TRDN-1 Molecular Sieve Catalyst for Denitration of Exhaust Gas of DSL Vehicles

TRDN-1 is a brand-new molecular screen made use of for removal of NOx of exhaust gas of DSL lorries.

Concerning TRDN-1 Molecular Sieve Stimulant for Denitration of Exhaust Gas of DSL Cars:

Structural characteristics of TRDN-1 molecular sieve catalyst

TRDN-1 molecular sieve catalyst has a unique structure, mainly consisting of molecular sieve, active component and carrier. The molecular sieve is the core part of the catalyst, which has a highly ordered pore structure and good adsorption performance. The active group is a catalytic active metal or metal oxide loaded on the molecular sieve, such as platinum, palladium, etc. The carrier supports and disperses the active components; the commonly used carriers are aluminium oxide, silicon oxide, and so on.

The catalytic performance of TRDN-1 molecular sieve catalyst

TRDN-1 molecular sieve catalyst showed excellent catalytic performance in the denitrification process of DSL vehicle exhaust gas. First, it has a high denitrification efficiency, which can reduce the concentration of NOx in the exhaust gas to a lower level. Secondly, it is resistant to sulfur poisoning and can maintain a high denitrification efficiency even in an environment containing harmful substances such as sulfides. In addition, the TRDN-1 molecular sieve catalyst also has lower energy and catalyst consumption, reducing the cost of denitrification.

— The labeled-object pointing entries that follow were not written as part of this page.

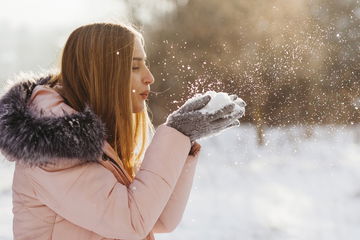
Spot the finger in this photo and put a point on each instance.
(238, 113)
(240, 102)
(195, 104)
(222, 122)
(235, 123)
(226, 110)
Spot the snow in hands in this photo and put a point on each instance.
(221, 99)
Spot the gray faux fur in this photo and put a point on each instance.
(36, 140)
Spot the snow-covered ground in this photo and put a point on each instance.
(294, 187)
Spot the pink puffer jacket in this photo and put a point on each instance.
(76, 199)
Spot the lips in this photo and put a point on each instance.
(145, 94)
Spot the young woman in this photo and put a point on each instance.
(79, 138)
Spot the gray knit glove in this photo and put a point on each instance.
(196, 124)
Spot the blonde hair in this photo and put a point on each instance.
(96, 70)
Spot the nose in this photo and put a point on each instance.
(148, 78)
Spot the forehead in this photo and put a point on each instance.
(139, 51)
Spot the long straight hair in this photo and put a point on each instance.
(96, 70)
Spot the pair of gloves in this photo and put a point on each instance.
(195, 124)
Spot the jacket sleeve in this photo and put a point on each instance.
(174, 209)
(90, 197)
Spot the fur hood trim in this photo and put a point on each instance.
(35, 140)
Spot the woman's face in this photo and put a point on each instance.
(141, 78)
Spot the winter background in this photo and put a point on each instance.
(275, 176)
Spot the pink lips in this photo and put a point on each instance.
(145, 94)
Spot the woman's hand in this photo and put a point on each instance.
(195, 149)
(190, 121)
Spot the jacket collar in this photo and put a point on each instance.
(35, 140)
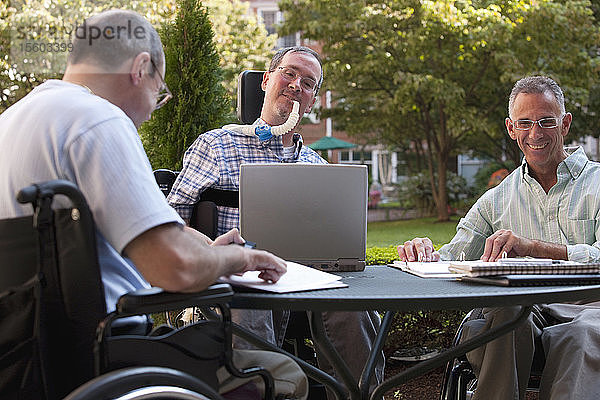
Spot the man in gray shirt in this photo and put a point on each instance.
(549, 207)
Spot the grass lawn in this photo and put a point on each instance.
(387, 233)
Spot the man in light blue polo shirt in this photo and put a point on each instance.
(83, 128)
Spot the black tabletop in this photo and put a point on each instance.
(385, 288)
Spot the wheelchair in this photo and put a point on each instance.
(56, 338)
(204, 219)
(459, 380)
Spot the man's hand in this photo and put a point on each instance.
(270, 266)
(418, 249)
(233, 236)
(506, 241)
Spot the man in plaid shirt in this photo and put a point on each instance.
(213, 161)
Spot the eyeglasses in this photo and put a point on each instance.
(290, 75)
(164, 94)
(545, 123)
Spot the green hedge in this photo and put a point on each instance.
(432, 329)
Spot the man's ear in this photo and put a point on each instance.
(566, 123)
(263, 84)
(310, 105)
(510, 128)
(140, 67)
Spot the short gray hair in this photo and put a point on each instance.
(113, 37)
(536, 85)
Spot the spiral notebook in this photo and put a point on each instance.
(523, 266)
(536, 279)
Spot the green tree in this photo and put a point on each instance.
(434, 76)
(200, 102)
(242, 41)
(45, 23)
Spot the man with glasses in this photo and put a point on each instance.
(549, 207)
(213, 161)
(83, 128)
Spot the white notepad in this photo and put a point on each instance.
(298, 278)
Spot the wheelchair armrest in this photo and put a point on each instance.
(154, 300)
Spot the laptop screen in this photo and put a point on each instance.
(313, 214)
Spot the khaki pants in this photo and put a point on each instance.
(571, 342)
(290, 381)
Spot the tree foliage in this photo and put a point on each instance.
(433, 77)
(200, 102)
(242, 41)
(49, 22)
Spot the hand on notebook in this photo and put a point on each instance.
(231, 237)
(271, 267)
(418, 249)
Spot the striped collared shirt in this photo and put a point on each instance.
(568, 214)
(213, 161)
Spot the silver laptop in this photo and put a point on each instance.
(313, 214)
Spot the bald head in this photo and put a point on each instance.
(110, 38)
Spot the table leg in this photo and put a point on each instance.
(442, 358)
(325, 346)
(331, 383)
(369, 368)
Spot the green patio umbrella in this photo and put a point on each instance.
(331, 143)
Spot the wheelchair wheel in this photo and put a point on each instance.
(139, 383)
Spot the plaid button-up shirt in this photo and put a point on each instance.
(568, 214)
(213, 161)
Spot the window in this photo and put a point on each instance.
(269, 19)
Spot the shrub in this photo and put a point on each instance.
(193, 74)
(415, 192)
(432, 329)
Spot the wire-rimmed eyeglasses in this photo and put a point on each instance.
(290, 75)
(544, 123)
(164, 94)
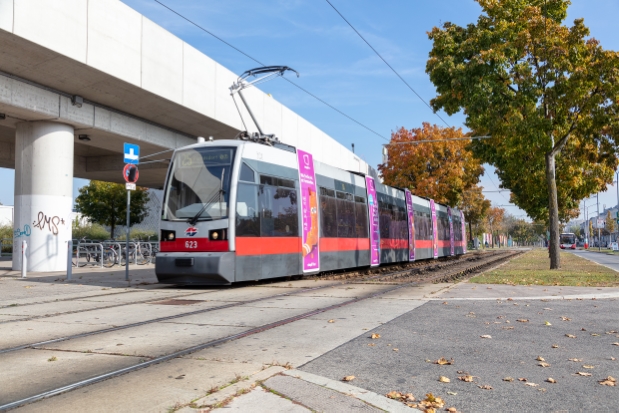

The catalytic mechanism of TRDN-1 molecular sieve catalyst

The catalytic mechanism of TRDN-1 molecular sieve catalyst in the denitrification process of DSL vehicle exhaust mainly includes two aspects: adsorption and a catalytic reaction. First, the molecular sieve's pore structure can effectively adsorb NOx gas in the tail gas and transfer it from the gas phase to the solid phase. The active component then catalyzes the reaction with NOx on the molecular sieve, converting it into harmless nitrogen and water vapour. In this process, the TRDN-1 molecular sieve catalyst can achieve highly selective denitration and avoid side reactions.

Production Method of TRDN-1 Molecular Sieve Stimulant for Denitration of Exhaust Gas of DSL Cars:

Preparation of raw materials: TRDN-1 molecular sieve catalysts include niobium, carbon, chromium, etc. These raw materials need to ensure the purity and granularity of the production requirements and that the supply of these raw materials is sufficient and affordable.

Melting: Put the mixed raw materials into the melting furnace for melting to form an alloy melt. It is necessary to control temperature and time in the melting process to ensure the uniformity and stability of the alloy melt composition.

Pouring and cooling: The alloy melt is poured into the cooling mould and quickly cooled by the cooling equipment to form the alloy powder. It is necessary to control the pouring speed and temperature during the pouring process to avoid the problem of pouring defects and cooling inequality.

Screening and packaging: The formed alloy powder is screened, unqualified particles are removed, and packaged for easy transportation and use. In the screening process, it is necessary to select the appropriate screen and screening equipment to ensure that the particle size and shape of the alloy powder meet the requirements.

Activation treatment: The alloy powder is activated at a specific temperature and atmosphere to activate the active component of the catalyst and improve its catalytic performance. 

Surface treatment: After activation, the catalyst is surface treated to improve its anti-toxicity and anti-wear properties. Surface treatment usually includes coating treatment, ion exchange and other methods, which can enhance the durability and stability of the catalyst.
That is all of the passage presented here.